Yes, ‘n’ how many times must a man look up
Before he can see the sky
Yes, ‘n’ how many ears must one man have
Before he can hear people cry
Yes, ‘n’ how many deaths will it take ’til he knows
That too many people have died
The answer, my friend, is blowin’ in the wind
The answer is blowin’ in the wind
It is easy to look back and feel discouraged and pained. One of my colleagues noted the protests of today “feel different.” He is my age and as a reporter and editor has seen what I have over the years. Maybe what’s different this time is the diversity of the demonstrators – more white faces, Latinos, young people on the front lines.
And maybe the issues are clearer.
There are no “two sides” here. This is an issue about black people, and the menace of police officers who are angry, racist, out of control. It’s about killing black men and women. It’s about police who have dishonored the badge, have broken our trust, have unfairly tainted all who serve. It’s about racial justice and human decency.
If you are in business it’s important to ask yourself if you have done enough, gone the extra mile to hire black people and to promote them. More and better jobs lead to economic power. Without it, black people face an insurmountable task in rising from the abyss of 400 years of oppression.
Validity in art and music must stand the test of time and the Dylan song and others he has written have met that test. I wish Blowin’ in the Wind was no longer valid and true.
If I’d had an iPhone in my youth, my father might never have heard Bob Dylan’s song, but because he heard it we had a few awkward and disjointed conversations about what I was feeling. He never argued any opposite views. He just preferred Lawrence Welk.
We were a white family living in Bangor, Maine. The stories we read and the television images we saw were remote from us in every way. I came from a hardworking middle-class family and I like to joke with my kids about how I washed dishes in college, had college loans, received small amounts of assistance for playing football and then was fortunate enough to enjoy a wonderful journalism career filled with opportunities.
I often wonder: If I had been black, would I have had the same career? I doubt it. I represent white privilege, regardless of hard work and ambition.

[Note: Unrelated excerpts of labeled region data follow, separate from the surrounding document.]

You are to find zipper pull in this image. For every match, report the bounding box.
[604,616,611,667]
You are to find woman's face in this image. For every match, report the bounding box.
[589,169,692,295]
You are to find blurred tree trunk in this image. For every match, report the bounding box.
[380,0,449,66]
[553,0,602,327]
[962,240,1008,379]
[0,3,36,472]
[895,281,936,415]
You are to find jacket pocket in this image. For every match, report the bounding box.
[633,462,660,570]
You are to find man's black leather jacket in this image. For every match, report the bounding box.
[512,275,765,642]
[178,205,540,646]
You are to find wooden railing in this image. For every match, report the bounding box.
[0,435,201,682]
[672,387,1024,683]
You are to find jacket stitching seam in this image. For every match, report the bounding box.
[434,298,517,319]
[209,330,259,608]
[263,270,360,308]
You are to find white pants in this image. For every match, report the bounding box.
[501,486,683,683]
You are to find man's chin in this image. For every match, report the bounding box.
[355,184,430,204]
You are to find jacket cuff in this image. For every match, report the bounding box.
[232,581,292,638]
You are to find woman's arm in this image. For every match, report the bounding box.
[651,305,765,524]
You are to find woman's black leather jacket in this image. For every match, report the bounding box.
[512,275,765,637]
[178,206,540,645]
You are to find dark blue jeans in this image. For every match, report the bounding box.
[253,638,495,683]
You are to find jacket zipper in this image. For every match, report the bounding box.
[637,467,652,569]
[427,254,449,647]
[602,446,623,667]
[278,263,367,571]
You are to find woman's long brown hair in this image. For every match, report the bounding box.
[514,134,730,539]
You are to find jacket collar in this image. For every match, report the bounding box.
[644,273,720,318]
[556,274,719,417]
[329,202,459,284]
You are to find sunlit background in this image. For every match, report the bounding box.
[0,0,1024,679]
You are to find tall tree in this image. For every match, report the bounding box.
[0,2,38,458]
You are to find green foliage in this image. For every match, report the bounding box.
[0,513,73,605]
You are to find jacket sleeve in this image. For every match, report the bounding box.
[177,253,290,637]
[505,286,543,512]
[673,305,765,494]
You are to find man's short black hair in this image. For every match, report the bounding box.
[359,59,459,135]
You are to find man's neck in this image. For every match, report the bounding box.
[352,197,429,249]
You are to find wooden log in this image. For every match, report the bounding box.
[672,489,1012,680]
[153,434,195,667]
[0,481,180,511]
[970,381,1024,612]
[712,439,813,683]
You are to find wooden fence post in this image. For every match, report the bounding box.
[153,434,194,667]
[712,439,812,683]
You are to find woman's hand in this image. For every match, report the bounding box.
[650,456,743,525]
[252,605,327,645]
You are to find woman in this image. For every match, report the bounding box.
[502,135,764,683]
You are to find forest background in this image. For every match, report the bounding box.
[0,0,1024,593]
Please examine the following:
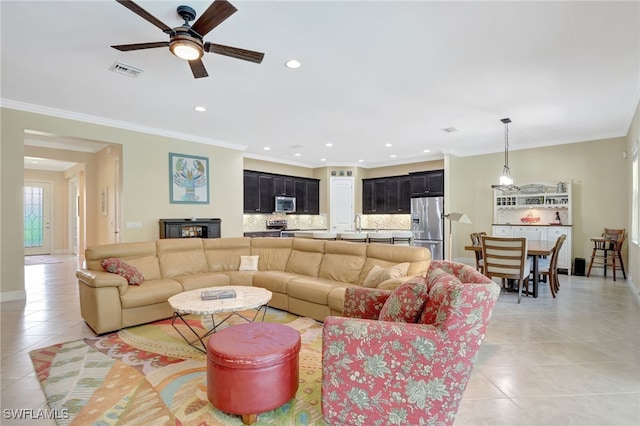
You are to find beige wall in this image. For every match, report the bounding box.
[0,104,640,300]
[445,138,630,272]
[625,103,640,300]
[0,108,243,301]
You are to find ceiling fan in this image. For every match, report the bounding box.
[111,0,264,78]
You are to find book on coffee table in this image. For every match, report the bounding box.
[200,289,236,300]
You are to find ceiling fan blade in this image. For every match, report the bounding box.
[189,59,209,78]
[111,41,169,52]
[116,0,173,33]
[204,42,264,64]
[191,0,238,37]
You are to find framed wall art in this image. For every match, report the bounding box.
[169,152,209,204]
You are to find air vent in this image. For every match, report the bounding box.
[109,62,144,77]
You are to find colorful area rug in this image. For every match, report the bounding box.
[30,308,325,426]
[24,255,62,266]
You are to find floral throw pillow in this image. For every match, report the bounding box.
[378,277,429,323]
[362,262,409,288]
[100,257,144,285]
[238,255,260,271]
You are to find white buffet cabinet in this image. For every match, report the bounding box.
[492,182,572,273]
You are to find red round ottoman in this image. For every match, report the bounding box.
[207,322,301,424]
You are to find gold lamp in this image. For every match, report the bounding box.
[442,212,471,261]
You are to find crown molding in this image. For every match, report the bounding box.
[0,98,247,151]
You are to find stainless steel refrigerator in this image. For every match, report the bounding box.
[411,197,444,260]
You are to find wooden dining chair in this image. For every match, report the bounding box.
[481,235,531,303]
[587,228,627,281]
[470,231,487,273]
[538,234,567,299]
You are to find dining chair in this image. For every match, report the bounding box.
[587,228,627,281]
[481,235,531,303]
[538,234,567,299]
[470,231,487,273]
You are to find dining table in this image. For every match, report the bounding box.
[464,240,556,297]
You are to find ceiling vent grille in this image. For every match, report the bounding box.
[109,62,144,77]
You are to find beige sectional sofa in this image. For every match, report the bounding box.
[76,237,431,334]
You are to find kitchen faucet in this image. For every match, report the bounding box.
[353,214,362,232]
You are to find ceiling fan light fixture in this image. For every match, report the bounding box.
[169,35,204,61]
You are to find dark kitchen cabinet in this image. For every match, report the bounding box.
[244,171,275,213]
[385,176,411,214]
[244,170,320,214]
[273,176,295,197]
[158,219,221,238]
[362,175,411,214]
[410,170,444,198]
[362,178,387,214]
[293,178,320,215]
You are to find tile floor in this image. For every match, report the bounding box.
[0,256,640,426]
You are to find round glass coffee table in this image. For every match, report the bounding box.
[168,286,271,353]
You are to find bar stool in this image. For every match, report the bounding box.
[338,232,367,243]
[393,231,413,246]
[587,228,627,281]
[367,232,393,244]
[313,232,338,240]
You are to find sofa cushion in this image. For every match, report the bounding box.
[250,237,293,271]
[362,262,409,288]
[253,271,300,294]
[202,237,251,272]
[287,276,344,305]
[156,238,209,278]
[418,267,462,324]
[100,257,144,285]
[318,241,367,284]
[84,241,162,280]
[238,255,260,271]
[379,277,429,323]
[173,272,231,291]
[120,279,182,308]
[358,244,431,285]
[285,238,324,277]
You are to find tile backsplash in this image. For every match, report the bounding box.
[243,213,411,232]
[242,213,327,232]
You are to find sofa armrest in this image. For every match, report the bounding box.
[342,287,391,319]
[76,269,129,294]
[322,316,468,425]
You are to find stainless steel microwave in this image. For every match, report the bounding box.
[275,195,296,213]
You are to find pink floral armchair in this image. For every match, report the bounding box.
[322,261,500,425]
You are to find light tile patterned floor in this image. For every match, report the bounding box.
[0,256,640,426]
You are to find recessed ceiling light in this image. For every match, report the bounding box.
[284,59,302,70]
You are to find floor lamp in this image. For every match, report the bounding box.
[442,212,471,261]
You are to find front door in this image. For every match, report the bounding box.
[330,177,355,231]
[24,180,51,255]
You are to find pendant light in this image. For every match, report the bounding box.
[491,117,518,189]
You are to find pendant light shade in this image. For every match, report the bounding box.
[492,117,517,189]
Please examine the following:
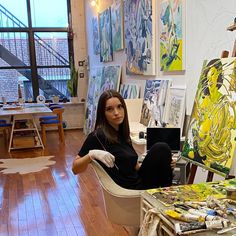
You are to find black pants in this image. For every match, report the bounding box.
[137,142,173,189]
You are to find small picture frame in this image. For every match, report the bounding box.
[165,87,186,130]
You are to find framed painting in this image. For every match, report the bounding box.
[111,0,124,51]
[120,83,140,99]
[159,0,184,71]
[100,66,121,93]
[140,80,171,127]
[165,87,186,131]
[92,17,100,55]
[124,0,156,75]
[98,7,113,62]
[182,57,236,177]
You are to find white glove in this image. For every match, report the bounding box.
[88,149,115,168]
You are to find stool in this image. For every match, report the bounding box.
[0,120,12,145]
[39,106,65,146]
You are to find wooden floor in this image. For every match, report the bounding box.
[0,130,134,236]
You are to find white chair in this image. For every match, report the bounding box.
[92,160,142,228]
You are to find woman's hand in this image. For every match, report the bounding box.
[170,158,177,169]
[89,149,115,168]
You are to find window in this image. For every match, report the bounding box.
[0,0,73,102]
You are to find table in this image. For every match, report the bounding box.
[0,103,52,152]
[140,180,236,236]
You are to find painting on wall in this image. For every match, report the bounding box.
[160,0,184,71]
[111,0,124,51]
[165,87,186,130]
[140,80,171,127]
[84,66,121,135]
[182,58,236,176]
[98,7,113,62]
[120,83,140,99]
[92,17,100,55]
[100,66,121,93]
[84,67,103,135]
[124,0,156,75]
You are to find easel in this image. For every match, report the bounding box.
[188,18,236,184]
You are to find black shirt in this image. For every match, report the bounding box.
[78,131,141,189]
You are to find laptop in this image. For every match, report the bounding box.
[146,127,180,153]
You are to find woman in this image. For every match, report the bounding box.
[72,90,174,189]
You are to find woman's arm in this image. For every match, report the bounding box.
[72,154,91,175]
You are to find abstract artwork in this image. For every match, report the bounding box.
[84,66,121,134]
[165,87,185,130]
[124,0,155,75]
[92,17,100,55]
[98,7,113,62]
[111,0,124,51]
[182,58,236,176]
[160,0,183,71]
[120,83,140,99]
[140,80,170,127]
[84,67,103,134]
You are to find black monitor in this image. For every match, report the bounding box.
[146,127,180,152]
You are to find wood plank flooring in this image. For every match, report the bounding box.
[0,130,132,236]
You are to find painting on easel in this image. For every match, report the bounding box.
[182,57,236,177]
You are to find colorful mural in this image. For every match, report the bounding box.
[98,7,113,62]
[140,80,170,126]
[92,17,100,55]
[111,0,124,51]
[124,0,155,75]
[160,0,184,71]
[120,84,140,99]
[182,58,236,176]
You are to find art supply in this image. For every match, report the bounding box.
[175,220,228,234]
[165,210,203,222]
[226,187,236,200]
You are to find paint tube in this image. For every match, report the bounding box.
[188,209,219,220]
[165,210,202,222]
[175,222,206,234]
[205,220,229,229]
[175,220,228,234]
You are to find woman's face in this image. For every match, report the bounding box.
[105,97,125,130]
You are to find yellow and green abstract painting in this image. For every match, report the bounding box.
[182,57,236,176]
[160,0,184,71]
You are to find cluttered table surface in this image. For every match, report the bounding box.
[141,179,236,236]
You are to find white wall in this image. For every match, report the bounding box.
[85,0,236,115]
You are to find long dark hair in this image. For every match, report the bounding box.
[95,89,131,143]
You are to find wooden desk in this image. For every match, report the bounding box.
[0,103,52,152]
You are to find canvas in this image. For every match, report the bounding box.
[100,66,121,93]
[84,67,103,134]
[182,58,236,176]
[92,17,100,55]
[99,7,113,62]
[124,0,156,75]
[120,83,140,99]
[140,80,171,126]
[160,0,184,71]
[111,0,124,51]
[165,87,185,133]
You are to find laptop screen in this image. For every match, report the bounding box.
[146,127,180,152]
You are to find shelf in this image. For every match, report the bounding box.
[13,128,36,132]
[8,115,44,151]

The biggest impact of cellphones is the steady stream of videos that allow us to see firsthand the brutality and the killing. My father would have been firmly on my side. He distrusted power, particularly in the hands of the wealthy.
The answer is no longer blowin’ in the wind. It has come crashing down with the force of a tornado.
We need to focus on the threats and dangers to black people, the inequities and systemic racism in society; we need to demand real and lasting change.
This is a history that does not need to keep repeating itself.